I’m importing some data into a schema, and am getting the following error:
ReadTimeout: The 'objects' creation was cancelled because it took longer than the configured timeout of 60s. Try reducing the batch size (currently 1) to a lower value. Aim to on average complete batch request within less than 10s
I have set my batch size to 200 currently using with client.batch as batch and batch.batch_size= 200
, but am getting this error that says my batch size is 1. I add my objects using: client.batch.add_data_object(properties, class_name, vector)

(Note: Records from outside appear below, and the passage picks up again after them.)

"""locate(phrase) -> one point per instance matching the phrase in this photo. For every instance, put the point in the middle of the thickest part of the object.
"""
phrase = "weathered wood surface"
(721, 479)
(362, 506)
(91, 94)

Not sure what’s going wrong. The first ~1500 datapoints imported successfully, but now after these, I’m always getting this error and am unable to move forward. I would really appreciate some help with this. Thanks.

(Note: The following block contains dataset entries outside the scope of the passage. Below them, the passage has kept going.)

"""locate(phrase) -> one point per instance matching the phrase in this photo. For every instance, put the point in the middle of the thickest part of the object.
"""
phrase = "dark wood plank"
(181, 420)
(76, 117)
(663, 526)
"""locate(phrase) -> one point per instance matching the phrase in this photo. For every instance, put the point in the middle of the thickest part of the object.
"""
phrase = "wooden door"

Hi @Siddhi_Bansal (I’ve moved this to the support category)
Would you be able to reproduce your code here? Maybe then we can take a look and help.
Thanks!
Hi @jphwang , thanks.
I’m calling a function called add_to_weaviate, which has the following code:
def add_to_weaviate(client, url, url_for_bucket_obj, text, max_tokens):
if ("/category/" not in url) and ("first-gen" not in url): # this is just some filtering
with client.batch as batch:
batch.batch_size=200
chunks = split_text_into_chunks(text, max_tokens)
count = 1
for chunk in chunks:
chunk_vector = text_embedding(chunk)
properties = {
"text": chunk,
"url": url
}
client.batch.add_data_object(properties, "Harness_Docs_Data_1500_Tokens", vector=chunk_vector)

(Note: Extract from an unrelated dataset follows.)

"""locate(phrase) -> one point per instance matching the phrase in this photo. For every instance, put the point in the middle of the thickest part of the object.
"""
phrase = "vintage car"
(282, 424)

@jphwang one thing I noticed: this error has started occurring only after my class has 1200 vectors - everything was working fine before that (maybe some kind of limit? - how can we remove this?). Thought this might help with the issue.
Right, thanks.
So, I think this message:
Try reducing the batch size (currently 1) to a lower value
Refers to the size of the current batch being tried - rather than the maximum size of the batch.
Based on that, it looks like the error happens with one object the batch. Which seems odd. I’ll ask around to see if anyone has an idea.
We’ve noticed a couple of things:
The function passes one text
per call - so each time the function is called, it will re-initialize a new batch process. Could you try refactoring the code like this?
def add_to_weaviate(batch, url, url_for_bucket_obj, text, max_tokens):
if ("/category/" not in url) and ("first-gen" not in url): # this is just some filtering
chunks = split_text_into_chunks(text, max_tokens)
count = 1
for chunk in chunks:
chunk_vector = text_embedding(chunk)
properties = {
"text": chunk,
"url": url
}
batch.add_data_object(properties, "Harness_Docs_Data_1500_Tokens", vector=chunk_vector)
with client.batch as batch:
batch.batch_size=200
...code that creates the texts....
add_to_weaviate(batch, ...)
But still, that shouldn’t necessarily create timeouts.
- Does the error always happen at the exact same point?
- How are you running Weaviate? (What version, where is it running, etc.) and are you able to take a look at the logs?
Note to others for future reference - the user had downgraded from 1.20 to 1.19 in this instance.
Downgrading is not always supported - such as in this case from 1.20
to 1.19
. Please check the documentation, for example our release blogs for such information.